I am going to another hospital in the near future to start all over again. Since surgery is the only cure for insulinoma, I know I will have another surgery eventually. I am not worried about that part. I am more ready for it this time. Since I know what to expect. It would be a little easier. I just hope they can find it this time.

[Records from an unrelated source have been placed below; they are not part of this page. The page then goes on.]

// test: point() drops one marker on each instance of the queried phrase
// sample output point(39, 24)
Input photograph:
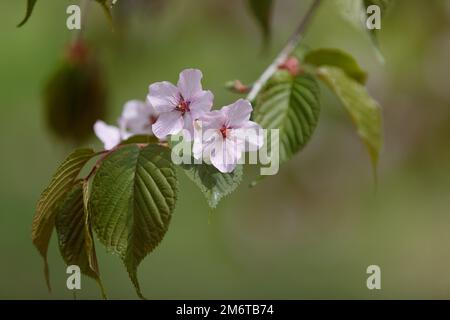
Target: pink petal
point(238, 113)
point(212, 120)
point(189, 83)
point(109, 135)
point(168, 123)
point(201, 103)
point(163, 96)
point(136, 119)
point(188, 132)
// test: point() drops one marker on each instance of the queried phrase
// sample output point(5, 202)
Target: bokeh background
point(309, 232)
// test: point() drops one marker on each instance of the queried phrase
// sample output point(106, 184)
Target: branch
point(293, 42)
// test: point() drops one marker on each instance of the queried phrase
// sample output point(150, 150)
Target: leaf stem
point(292, 43)
point(84, 7)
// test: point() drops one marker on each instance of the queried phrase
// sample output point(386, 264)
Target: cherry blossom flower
point(137, 119)
point(109, 135)
point(226, 134)
point(178, 106)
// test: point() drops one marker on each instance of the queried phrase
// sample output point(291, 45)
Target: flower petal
point(188, 132)
point(163, 96)
point(201, 103)
point(189, 83)
point(109, 135)
point(238, 113)
point(168, 123)
point(212, 120)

I have had more hypo episodes since the surgery and they have gotten more intense with blackouts. I would like to know if anyone had to go through second surgery to find the tumor and if anyone experineced the hypo episodes suddently getting worse. It is hard to have something that not many people have. Nice to see how other people who have insulinoma are coping with it.
good luck to everyone
Homa
I have been going to the doctor since I was a 1 yr. old. I have had my thyroid and blood sugar level checked every other year of my life. I am 28 yrs old and have insulinoma. I am meeting with a doctor in a few days to go over treatment and surgery stuff. At one years old I sneaked out of my room and got up on the kitchen counter and found the sugar bowl. My mom found me shoveling straight sugar in my mouth. From then on out I have needed sugar like crazy. A pound a day, and now I am up to two pounds a day. Once again I went to the doctor and had more blood taken. Then they found this. I have all the side effects listed. Blackouts and all. I wish the best for all of you. So wierd. Myriah
It is certainly interesting getting a few more opinions and experiences….
Dear Brendan
It sounds like the laparoscopy is obviously a successful option if possible but so far my surgeon has decided it can not be done this way with mine.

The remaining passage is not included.